A condition of abelian groups related to an automorphism

Let $G$ be a group. If for any $a, b\in G\backslash\{1\}$ there exists an automorphism $\sigma$ of $G$ such that $\sigma (a)=b$ then $G$ is abelian.

I am not the best of the algebra and I have a problem with the proof of the fact above although I guess it must be very simple.. I will be grateful for hint.


Solution 1:

Every element of G has the same order (either finite or infinite). G has no proper non-identity characteristic subgroups (it is characteristically simple), so considering the derived subgroup, G is either abelian or perfect. If G is finite, then it must be a p-group. Since a finite non-identity p-group is not perfect (maximal subgroups are normal), G is an elementary abelian p-group.

In general, if G is abelian, it must either be an elementary abelian p-group (abelian and all elements of the same finite order), or it must be a torsion-free divisible group (a vector space over $\mathbb{Q}$; choose f so that $f(nx) = x$, but then $n f(x) = f(nx) = x$ so x is divisible).

However, there are characteristically simple infinite p-groups, and I don't know that they do not have transitive automorphism groups. Three important examples are McLain groups (locally finite, lots of subnormals, upper triangular matrices over GF(p)), Hall groups (locally finite, few subnormals, wreath products), and Tarski monsters (2-generated simple groups).

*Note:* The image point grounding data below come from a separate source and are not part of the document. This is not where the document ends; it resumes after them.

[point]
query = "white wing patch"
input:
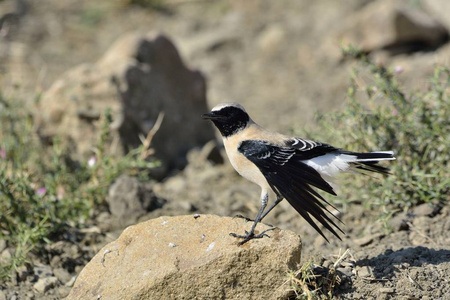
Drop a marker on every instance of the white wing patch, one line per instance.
(302, 144)
(331, 164)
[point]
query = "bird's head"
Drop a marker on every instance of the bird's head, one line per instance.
(229, 118)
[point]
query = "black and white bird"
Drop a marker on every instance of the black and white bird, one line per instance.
(291, 167)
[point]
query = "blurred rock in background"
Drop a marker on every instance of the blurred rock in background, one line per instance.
(139, 77)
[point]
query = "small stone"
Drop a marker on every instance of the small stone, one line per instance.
(367, 240)
(399, 222)
(71, 282)
(44, 284)
(62, 275)
(346, 271)
(41, 270)
(63, 291)
(364, 271)
(348, 263)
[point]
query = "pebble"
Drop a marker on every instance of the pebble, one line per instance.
(63, 291)
(44, 284)
(41, 270)
(367, 240)
(71, 282)
(386, 290)
(346, 271)
(364, 271)
(62, 275)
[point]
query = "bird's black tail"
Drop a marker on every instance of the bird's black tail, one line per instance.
(369, 161)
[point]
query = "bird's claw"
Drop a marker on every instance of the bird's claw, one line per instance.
(251, 235)
(248, 219)
(243, 217)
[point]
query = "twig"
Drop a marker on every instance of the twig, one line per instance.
(148, 140)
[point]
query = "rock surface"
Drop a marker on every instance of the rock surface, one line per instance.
(393, 26)
(140, 76)
(189, 257)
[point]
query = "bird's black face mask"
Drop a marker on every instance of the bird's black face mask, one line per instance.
(228, 120)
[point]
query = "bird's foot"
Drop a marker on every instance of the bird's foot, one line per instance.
(248, 219)
(243, 217)
(251, 235)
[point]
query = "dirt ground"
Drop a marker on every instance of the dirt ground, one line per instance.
(280, 61)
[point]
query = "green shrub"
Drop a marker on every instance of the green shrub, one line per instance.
(44, 191)
(379, 115)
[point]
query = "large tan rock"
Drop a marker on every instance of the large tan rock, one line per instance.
(394, 26)
(190, 258)
(140, 76)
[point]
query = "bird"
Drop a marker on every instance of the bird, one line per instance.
(293, 168)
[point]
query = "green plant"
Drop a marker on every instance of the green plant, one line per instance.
(313, 282)
(45, 191)
(380, 115)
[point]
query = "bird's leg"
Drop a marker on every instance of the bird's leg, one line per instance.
(279, 199)
(251, 234)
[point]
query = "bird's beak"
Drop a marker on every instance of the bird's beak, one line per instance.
(211, 116)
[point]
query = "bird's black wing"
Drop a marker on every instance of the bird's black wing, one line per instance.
(307, 149)
(292, 179)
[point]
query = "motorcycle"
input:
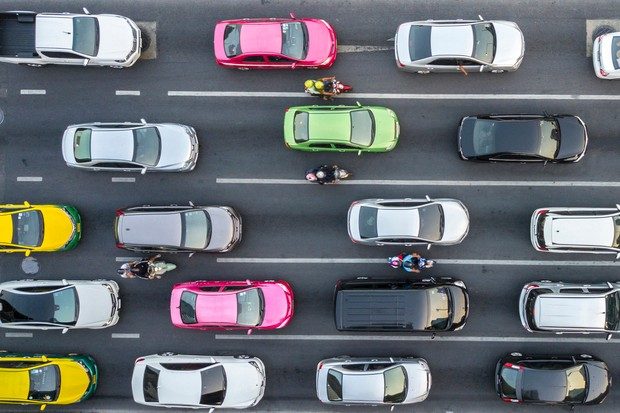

As Steve mentions, in the torsion-free case, there are many non-abelian examples due to Higman (and Higman–Neumann–Neumann), since every torsion-free group embeds into a torsion-free group in which the inner automorphism group acts transitively on the non-identity elements.

Solution 2:

After one proves as KCd suggested that $Z(G)$ shouldn't be trivial then the thesis follows from this: let $G$ be a group such for each $a,b \in G \setminus\{1\}$ exists $\sigma \in \text{Aut}(G)$ such that $\sigma(a)=b$. We have that $Z(G)$, the center of the group $G$, is characteristic subgroup of $G$, so for each $a \in Z(G)$ we must have $\sigma(a) \in Z(G)$, but for hypothesis given $a \in Z(G)\setminus \{1\}$ and for each $b \in G\setminus\{1\}$ there must be a $\sigma \in \text{Aut}(G)$ such that

$$b = \sigma(a) \in Z(G)$$

because this holds for each $b \in G$ this means $G \subseteq Z(G)$. Thus $Z(G)=G$ and so $G$ must be abelian.

Edit:

Let's see that $Z(G)$ is not trivial for $G$ finite: because $G$ is finite all the elements in $G \setminus \{1\}$ have the same order $p$, $p$ must be a prime, otherwise given $a \in G \setminus \{1\}$ the subgroup $\langle a \rangle$ should contain element, different from the identity, of order lesser then $p$; thus $G$ must be a $p$-group, and so it has non trivial center.

Solution 3:

This was a problem which i found in the book: "Berkeley problems in Mathematics". The solution is as follows:

Since $G$ is finite, every element of $G$ has finite order. Since any two elements of $G \setminus \{e\}$ are related by an automorphism of $G$, all such elements have the same order, say $q$. Since all powers of an element of $G \setminus \{e\}$ have order $q$ or $1,q$ is prime. By sylow's theorem the order of $G$ is a power of $q$. Therefore $Z(G)$ contains an element other than $e$. Since the center of $G$ is invariant under all automorphisms, $Z(G) = G$ which implies $G$ is abelian.

Solution 4:

Let $a,b$ be any two elements of $G$ and put $x:= aba^{-1}b^{-1}$. By assumption there exists an automorphism $\sigma \colon G \to G$ such that $\sigma(x) = e$, whence $\sigma(ab) = \sigma(ba)$ whence $ab = ba$ (since $\sigma$ is 1-1).